Le pozzanghere osservate dalla finestra della sua camera, avevano il colore del fango.

All’improvviso, un estraneo bussò alla porta e sporse la testa.

- Cerco Dante, il giovane investito qualche giorno fa.

- Chi è lei, cosa vuole?

Dante si rese conto della sua maleducazione, ma non riusciva a smettere di pensare a quelle pozzanghere di fango e a quando fosse brutta la vita.

- Scusi, mi hanno detto che l’avrei trovata qui. Le ho portato questo.

E dicendolo tirò fuori da una borsa il suo zaino, sporco e lacerato. Dentro i suoi documenti e soprattutto il suo portatile.

Dante non sapeva cosa dire.

L’estraneo continuò timidamente.

- Dopo il suo incidente è rimasto sul marciapiede e ho pensato di prenderlo per evitare che qualcuno lo rubasse. Poi non è stato facile capire dove consegnarlo, con questa mania della privacy… ma alla fine sono riuscito a sapere che era stato ricoverato e così eccomi qui.

Dante se ne rimaneva inebetito sulla sua sedia a rotelle, col gambone avvolto dal gesso.
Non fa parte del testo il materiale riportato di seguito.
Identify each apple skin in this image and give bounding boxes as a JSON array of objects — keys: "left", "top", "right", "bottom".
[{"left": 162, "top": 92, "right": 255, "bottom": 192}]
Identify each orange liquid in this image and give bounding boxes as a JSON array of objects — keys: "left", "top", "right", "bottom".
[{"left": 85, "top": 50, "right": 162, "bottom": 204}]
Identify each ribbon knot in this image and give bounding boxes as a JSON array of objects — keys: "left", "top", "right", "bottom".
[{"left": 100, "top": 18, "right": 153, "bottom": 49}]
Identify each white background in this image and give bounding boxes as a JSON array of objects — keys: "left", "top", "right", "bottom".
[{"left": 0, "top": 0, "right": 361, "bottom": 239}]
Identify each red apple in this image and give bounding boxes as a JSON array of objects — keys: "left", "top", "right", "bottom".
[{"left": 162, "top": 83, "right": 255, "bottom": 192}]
La prima impressione, vedendo quell’estraneo, con quei capelli legati da un elastico e la barba lunga e nera, non era stata positiva. Si rilassò e invitò l’uomo ad avvicinarsi alla finestra. Il tizio si avvicinò chiedendosi il perché.

- Le vede le pozzanghere?

- Sì, rispose l’uomo, Ha piovuto molto stamattina.
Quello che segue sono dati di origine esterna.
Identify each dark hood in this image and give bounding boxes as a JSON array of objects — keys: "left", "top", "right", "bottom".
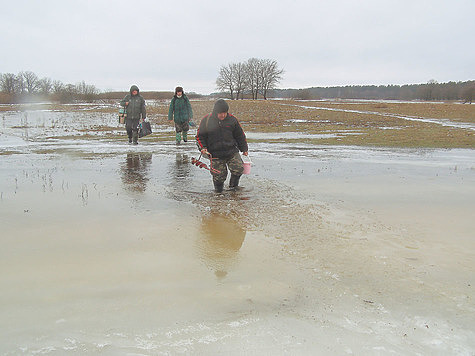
[{"left": 130, "top": 85, "right": 140, "bottom": 95}]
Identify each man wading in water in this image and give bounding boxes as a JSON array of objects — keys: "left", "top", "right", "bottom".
[
  {"left": 196, "top": 99, "right": 248, "bottom": 193},
  {"left": 120, "top": 85, "right": 147, "bottom": 145}
]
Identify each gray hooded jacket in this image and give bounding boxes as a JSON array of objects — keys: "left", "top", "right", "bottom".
[{"left": 120, "top": 85, "right": 147, "bottom": 120}]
- Come le sembrano? Insistette Dante, che doveva sembrare un matto.

- Piene di acqua sporca. Rispose paziente l’uomo.

- Se guarda bene, oltre l’acqua sporca, vedrà altro.

Le pozzanghere riflettevano la luce di un cielo tornato sereno e, pensava Dante, non erano mai state così azzurre.

L’uomo si disse d’accordo. Non è prudente fermarsi a un primo sguardo, come a un giudizio affrettato. Sorrise e pensò che quel matto ingessato non fosse poi così male.

Dante capì in quel momento che anche su una pozzanghera di fango può specchiarsi un pezzo di cielo limpido.

E la vita non gli sembrò più così brutta.